Personal information
- Born: 4 November 1972 (age 53)

Sport
- Country: Austria
- Sport: Alpine skiing

Medal record
Alpine skiing
Representing Austria
Paralympic Games
| Silver medal – second place | 1994 Lillehammer | Downhill LW6/8 |
| Silver medal – second place | 1994 Lillehammer | Super-G LW6/8 |
| Silver medal – second place | 1998 Nagano | Slalom LW3,4,5/7,6/8 |
| Bronze medal – third place | 1994 Lillehammer | Giant slalom LW6/8 |
| Bronze medal – third place | 1998 Nagano | Downhill LW3,4,6/8 |

= Nadja Obrist =

Austrian Paralympic alpine skier

Nadja Obrist (born 4 November 1972) is an Austrian Paralympic alpine skier. She represented Austria in Paralympic Alpine skiing at the 1994 Paralympic Winter Games in Lillehammer and 1998 Paralympic Winter Games in Nagano.

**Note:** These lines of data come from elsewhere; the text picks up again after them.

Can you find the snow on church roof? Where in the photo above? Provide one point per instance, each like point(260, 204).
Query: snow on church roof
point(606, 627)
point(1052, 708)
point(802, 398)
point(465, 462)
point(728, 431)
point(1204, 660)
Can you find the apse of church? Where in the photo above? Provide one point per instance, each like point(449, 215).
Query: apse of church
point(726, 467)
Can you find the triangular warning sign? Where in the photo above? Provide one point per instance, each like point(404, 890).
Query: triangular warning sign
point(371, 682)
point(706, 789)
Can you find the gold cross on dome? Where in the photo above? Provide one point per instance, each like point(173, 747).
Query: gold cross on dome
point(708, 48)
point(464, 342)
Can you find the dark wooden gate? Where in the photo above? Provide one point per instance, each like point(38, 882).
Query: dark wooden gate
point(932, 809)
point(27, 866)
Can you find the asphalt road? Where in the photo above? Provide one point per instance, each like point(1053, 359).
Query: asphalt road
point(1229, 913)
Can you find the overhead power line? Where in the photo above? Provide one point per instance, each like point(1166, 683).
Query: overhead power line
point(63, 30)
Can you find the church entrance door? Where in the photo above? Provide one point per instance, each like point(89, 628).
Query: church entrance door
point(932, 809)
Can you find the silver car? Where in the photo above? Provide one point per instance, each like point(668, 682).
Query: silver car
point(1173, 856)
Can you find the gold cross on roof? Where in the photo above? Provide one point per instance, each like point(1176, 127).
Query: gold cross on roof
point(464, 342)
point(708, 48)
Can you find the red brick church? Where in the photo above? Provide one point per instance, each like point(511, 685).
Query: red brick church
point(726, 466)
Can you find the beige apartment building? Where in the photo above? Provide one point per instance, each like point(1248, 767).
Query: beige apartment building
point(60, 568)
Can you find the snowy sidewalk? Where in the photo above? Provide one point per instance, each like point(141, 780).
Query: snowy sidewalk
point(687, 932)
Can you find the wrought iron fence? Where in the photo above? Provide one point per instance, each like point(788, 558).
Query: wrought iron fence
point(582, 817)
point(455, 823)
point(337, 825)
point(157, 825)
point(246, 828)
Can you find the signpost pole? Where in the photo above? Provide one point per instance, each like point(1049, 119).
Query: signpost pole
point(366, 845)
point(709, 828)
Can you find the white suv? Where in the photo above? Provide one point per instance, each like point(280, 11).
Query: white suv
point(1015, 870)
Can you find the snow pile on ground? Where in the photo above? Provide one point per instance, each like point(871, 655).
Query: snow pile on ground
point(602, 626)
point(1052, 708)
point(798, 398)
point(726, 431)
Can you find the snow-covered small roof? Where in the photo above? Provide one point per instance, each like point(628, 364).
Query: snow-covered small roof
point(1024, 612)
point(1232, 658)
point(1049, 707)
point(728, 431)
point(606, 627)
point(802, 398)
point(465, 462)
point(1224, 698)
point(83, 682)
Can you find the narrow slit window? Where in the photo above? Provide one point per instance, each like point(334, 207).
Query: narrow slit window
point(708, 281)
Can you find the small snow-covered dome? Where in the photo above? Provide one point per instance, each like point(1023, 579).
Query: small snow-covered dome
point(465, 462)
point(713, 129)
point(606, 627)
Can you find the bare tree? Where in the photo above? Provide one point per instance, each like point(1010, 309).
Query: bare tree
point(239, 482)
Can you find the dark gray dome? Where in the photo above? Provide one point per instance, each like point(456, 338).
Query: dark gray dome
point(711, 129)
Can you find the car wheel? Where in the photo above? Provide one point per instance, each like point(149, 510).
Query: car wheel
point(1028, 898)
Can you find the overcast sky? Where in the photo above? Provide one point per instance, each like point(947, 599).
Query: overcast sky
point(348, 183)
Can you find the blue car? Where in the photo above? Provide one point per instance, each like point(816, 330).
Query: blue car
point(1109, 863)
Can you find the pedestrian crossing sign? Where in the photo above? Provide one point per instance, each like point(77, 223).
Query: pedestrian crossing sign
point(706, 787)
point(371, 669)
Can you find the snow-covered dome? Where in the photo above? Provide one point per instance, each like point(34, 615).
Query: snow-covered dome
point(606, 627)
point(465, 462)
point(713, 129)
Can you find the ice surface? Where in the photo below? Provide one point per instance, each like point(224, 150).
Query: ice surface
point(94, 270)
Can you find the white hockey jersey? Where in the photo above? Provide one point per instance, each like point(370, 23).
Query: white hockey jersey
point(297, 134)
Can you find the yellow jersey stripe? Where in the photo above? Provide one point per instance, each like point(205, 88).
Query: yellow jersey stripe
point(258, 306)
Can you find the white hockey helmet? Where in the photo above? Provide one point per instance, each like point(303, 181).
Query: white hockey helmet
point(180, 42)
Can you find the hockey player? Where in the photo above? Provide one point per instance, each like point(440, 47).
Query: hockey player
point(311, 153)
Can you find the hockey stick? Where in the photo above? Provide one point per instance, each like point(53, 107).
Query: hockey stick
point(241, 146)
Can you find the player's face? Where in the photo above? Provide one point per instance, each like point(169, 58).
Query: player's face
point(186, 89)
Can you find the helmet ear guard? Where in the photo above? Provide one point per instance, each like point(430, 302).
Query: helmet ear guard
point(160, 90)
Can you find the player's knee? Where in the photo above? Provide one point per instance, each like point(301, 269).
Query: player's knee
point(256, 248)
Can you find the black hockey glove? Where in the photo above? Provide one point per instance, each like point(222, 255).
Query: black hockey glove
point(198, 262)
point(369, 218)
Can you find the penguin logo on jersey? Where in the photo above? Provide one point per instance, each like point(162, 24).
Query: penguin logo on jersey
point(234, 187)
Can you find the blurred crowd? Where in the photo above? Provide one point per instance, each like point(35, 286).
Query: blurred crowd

She won five medals: three medals silver and two bronze.

== Career ==
At the 1994 Paralympic Winter Games in Lillehammer, Norway, Obrist won three medals: two silver medals, in the downhill LW6/8, and super-G LW6/8, and a bronze in the giant slalom LW6/8. She placed fourth in the slalom LW6/8.

At the 1998 Paralympic Winter Games, at Nagano Japan, Obrist won silver in the slalom LW3,4,5/7,6/8,  and bronze in the downhill LW3,4,6/8. She finished fourth in the giant slalom, and sixth in the super-G LW3,4,5 / 7,6 / 8.